When mesh.write_timestep(..., create_xdmf=True) is used:

  1. Node/cell compatibility arrays are written to /vertex_fields and /cell_fields.

  2. Tensor-like mesh variables are converted to ParaView-ready 9 components before writing:

    • 2D full tensor (4 comps) -> embedded 3x3 (9 comps)

    • 2D symmetric (3 comps) -> embedded 3x3 (9 comps, mirrored shear terms)

    • 3D full (9 comps) -> unchanged

    • 3D symmetric (6 comps) -> expanded to full 3x3 (9 comps)

  3. XDMF attributes for these variables are emitted as Type="Tensor" and reference the 9-component datasets.

This is why tensor variables now appear in HDF5/XDMF as 9-component arrays for ParaView compatibility.

5. Post-processing without XDMF or extra HDF5 groups

If you want to avoid writing /vertex_fields and /cell_fields (to reduce file size and write overhead), you can:

  • save only raw /fields data (create_xdmf=False)

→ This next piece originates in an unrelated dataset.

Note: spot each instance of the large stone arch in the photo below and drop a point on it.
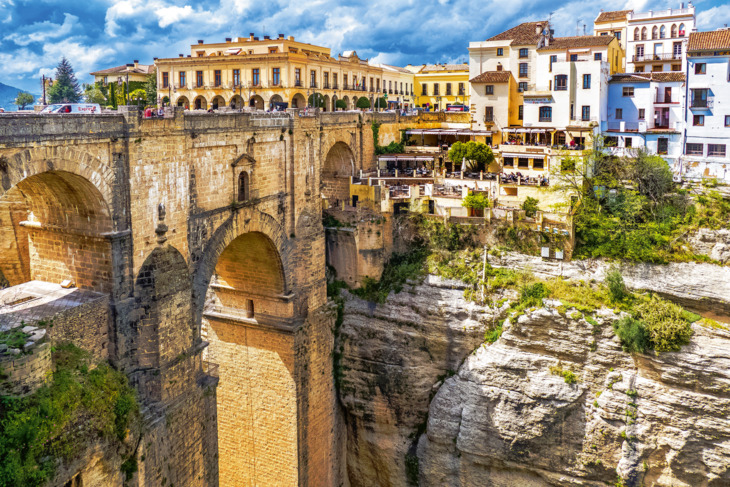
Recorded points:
(162, 328)
(55, 226)
(338, 166)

  • do mapping in Python during post-processing

  • attach mapped arrays directly to a pyvista mesh in memory

This avoids storing additional redundant datasets in HDF5.

5.1 Write raw HDF5 only

mesh.write_timestep(
    "output",
    index=0,
    outputPath=".",
    meshVars=[v, p, stress],
    create_xdmf=False,  # no xdmf, no /vertex_fields or /cell_fields
)

5.2 Load mesh + raw field data and map in PyVista

import h5py
import numpy as np
import pyvista as pv
from scipy.spatial import cKDTree


def _flatten_fields_layout(field_values, field_coords, dim):
    """Handle packed high-order field layout into point-wise rows."""
    if field_values.ndim == 1:
        field_values = field_values.reshape(-1, 1)

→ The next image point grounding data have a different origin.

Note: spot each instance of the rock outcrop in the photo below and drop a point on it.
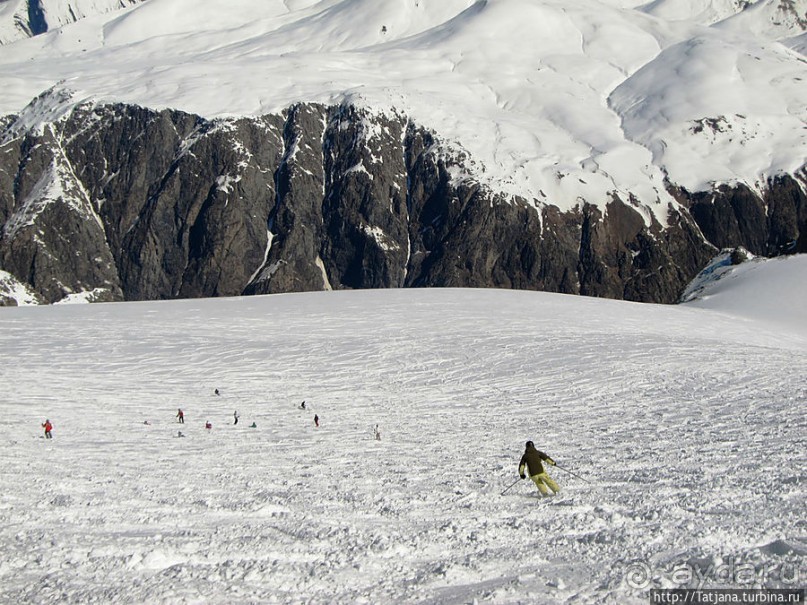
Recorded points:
(135, 204)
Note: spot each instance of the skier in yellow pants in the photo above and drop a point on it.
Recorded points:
(533, 459)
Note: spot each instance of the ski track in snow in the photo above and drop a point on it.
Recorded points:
(688, 425)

    if field_coords.shape[1] == dim:
        return field_values, field_coords

    if field_coords.shape[1] % dim != 0:
        raise RuntimeError(f"Cannot unpack coords shape {field_coords.shape} for dim={dim}")

    dof_per_row = field_coords.shape[1] // dim
    coords = field_coords.reshape(-1, dim)

    if field_values.shape[1] == dof_per_row:
        values = field_values.reshape(-1, 1)
    elif field_values.shape[1] % dof_per_row == 0:
        ncomp = field_values.shape[1] // dof_per_row
        values = field_values.reshape(field_values.shape[0], dof_per_row, ncomp).reshape(-1, ncomp)
    else:
        raise RuntimeError(
            f"Cannot unpack values shape {field_values.shape} with dof_per_row={dof_per_row}"
        )

    return values, coords


def load_h5_field_to_pvmesh(pvmesh, mesh_h5, var_h5, field_name, location="auto"):
    """
    Attach raw /fields data to pvmesh as point_data or cell_data.
    location: 'point', 'cell', or 'auto'
    """
    with h5py.File(mesh_h5, "r") as mh:
        verts = mh["geometry/vertices"][()]
    nverts = verts.shape[0]
    ncells = pvmesh.n_cells
    dim = verts.shape[1]

    with h5py.File(var_h5, "r") as vh:
        values = vh["fields"][field_name][()]
        coords = vh["fields"]["coordinates"][()]

    if values.ndim == 1:
        values = values.reshape(-1, 1)

    # Direct matches: already node or cell sized
    if location in ("auto", "point") and values.shape[0] == nverts:
        pvmesh.point_data[field_name] = values
        return "point"
    if location in ("auto", "cell") and values.shape[0] == ncells:
        pvmesh.cell_data[field_name] = values
        return "cell"

    # Packed/high-order case: map by nearest coordinate
    unpacked_values, unpacked_coords = _flatten_fields_layout(values, coords, dim)
    tree = cKDTree(unpacked_coords)
    _, idx = tree.query(verts, k=1)
    pvmesh.point_data[field_name] = unpacked_values[idx, :]
    return "point"

5.3 Example usage

mesh_h5 = "output.mesh.00000.h5"
vel_h5 = "output.mesh.Velocity.00000.h5"
prs_h5 = "output.mesh.Pressure.00000.h5"

# Build pvmesh from the mesh file (reader choice depends on your workflow)
pvmesh = pv.read(mesh_h5)

load_h5_field_to_pvmesh(pvmesh, mesh_h5, vel_h5, "Velocity", location="auto")
load_h5_field_to_pvmesh(pvmesh, mesh_h5, prs_h5, "Pressure", location="auto")

# Continue in-memory analysis/plotting with pyvista
plotter = pv.Plotter()
plotter.add_mesh(pvmesh, scalars="Pressure")
plotter.show()

Notes:

  • This workflow is ideal for Python-based analysis.

  • For direct ParaView file-open workflows, create_xdmf=True remains the simpler option.